Mr. Bernhardt’s presumed rise to acting secretary echoes the events at the Environmental Protection Agency earlier this year. In July, Scott Pruitt, then head of the E.P.A., was forced to step down amid a series of ethics scandals. He was succeeded in an acting capacity by his deputy, Andrew Wheeler, a former coal lobbyist with a low professional profile but a deep knowledge of the agency he ran and the regulations on industry he sought to undo.
“I see a parallel to E.P.A.,” said Ms. Sgamma of the Western Energy Alliance. “The environmentalists wanted scalps. They got Pruitt’s scalp, but the policy didn’t change. I would expect the same thing to happen with Interior.”
Mr. Bernhardt, a lawyer and former Interior Department official in the George W. Bush administration, lacks the rugged outdoorsy image embraced by Mr. Zinke, a former Navy SEAL who drew praise from Mr. Trump for his out-of-central-casting style.
“Zinke is something of a cowboy, who often shoots from the hip and maybe speaks without knowing all the facts, and he needed a real professional who knows how the department works,” said Whit Fosburgh, the president of the Theodore Roosevelt Conservation Partnership, an advocacy group for hunters, fishers and others. “It’s been David’s job to actually put what Zinke says into policy.”
Environmental and government watchdog groups say that as Mr. Bernhard has enacted those policies, he has overseen proposals that could create profits for his former clients. Representative Raúl M. Grijalva, the Arizona Democrat who is expected to become chairman of the House Natural Resources Committee once Democrats return to the House as the majority party in January, has said he intends to look at Mr. Bernhardt’s activities within the agency.
“Mr. Bernhardt’s serious conflicts of interest are well known to us, and we’ll be scrutinizing his role in Interior Department decision-making whatever position he holds,” said Mr. Grijalva in an emailed statement.

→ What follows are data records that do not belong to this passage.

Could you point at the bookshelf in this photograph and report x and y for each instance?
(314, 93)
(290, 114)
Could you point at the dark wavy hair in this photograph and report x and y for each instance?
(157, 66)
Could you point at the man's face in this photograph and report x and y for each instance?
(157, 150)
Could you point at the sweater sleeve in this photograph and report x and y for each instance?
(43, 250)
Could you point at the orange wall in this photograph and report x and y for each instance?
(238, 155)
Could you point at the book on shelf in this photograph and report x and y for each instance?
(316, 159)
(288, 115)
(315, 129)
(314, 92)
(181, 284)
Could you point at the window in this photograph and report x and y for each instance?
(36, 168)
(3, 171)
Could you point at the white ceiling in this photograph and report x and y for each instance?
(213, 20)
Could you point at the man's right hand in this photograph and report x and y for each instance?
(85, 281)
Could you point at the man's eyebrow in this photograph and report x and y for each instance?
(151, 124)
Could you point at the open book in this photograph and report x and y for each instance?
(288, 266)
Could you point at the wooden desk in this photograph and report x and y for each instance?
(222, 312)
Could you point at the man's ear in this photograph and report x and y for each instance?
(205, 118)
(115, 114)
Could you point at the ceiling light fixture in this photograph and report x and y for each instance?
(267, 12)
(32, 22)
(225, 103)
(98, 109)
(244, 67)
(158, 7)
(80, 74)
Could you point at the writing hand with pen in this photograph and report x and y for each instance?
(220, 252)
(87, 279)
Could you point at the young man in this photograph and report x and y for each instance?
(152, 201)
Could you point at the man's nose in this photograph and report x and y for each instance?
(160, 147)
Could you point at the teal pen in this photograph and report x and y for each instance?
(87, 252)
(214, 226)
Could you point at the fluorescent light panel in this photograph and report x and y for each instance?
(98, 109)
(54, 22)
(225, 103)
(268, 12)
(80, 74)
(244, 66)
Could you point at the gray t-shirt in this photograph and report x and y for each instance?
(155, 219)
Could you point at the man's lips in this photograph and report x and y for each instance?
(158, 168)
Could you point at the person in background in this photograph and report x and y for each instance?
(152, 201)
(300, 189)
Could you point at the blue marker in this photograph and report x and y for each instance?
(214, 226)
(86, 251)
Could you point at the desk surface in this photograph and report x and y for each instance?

The energy industry has benefited from policies Mr. Bernhardt has shepherded. The agency has opened up the East Coast to offshore oil and gas drilling for the first time, loosened the standards of the Endangered Species Act, weakened safety regulations for offshore drilling equipment and reduced the boundaries of national monuments to open the land to mining and drilling.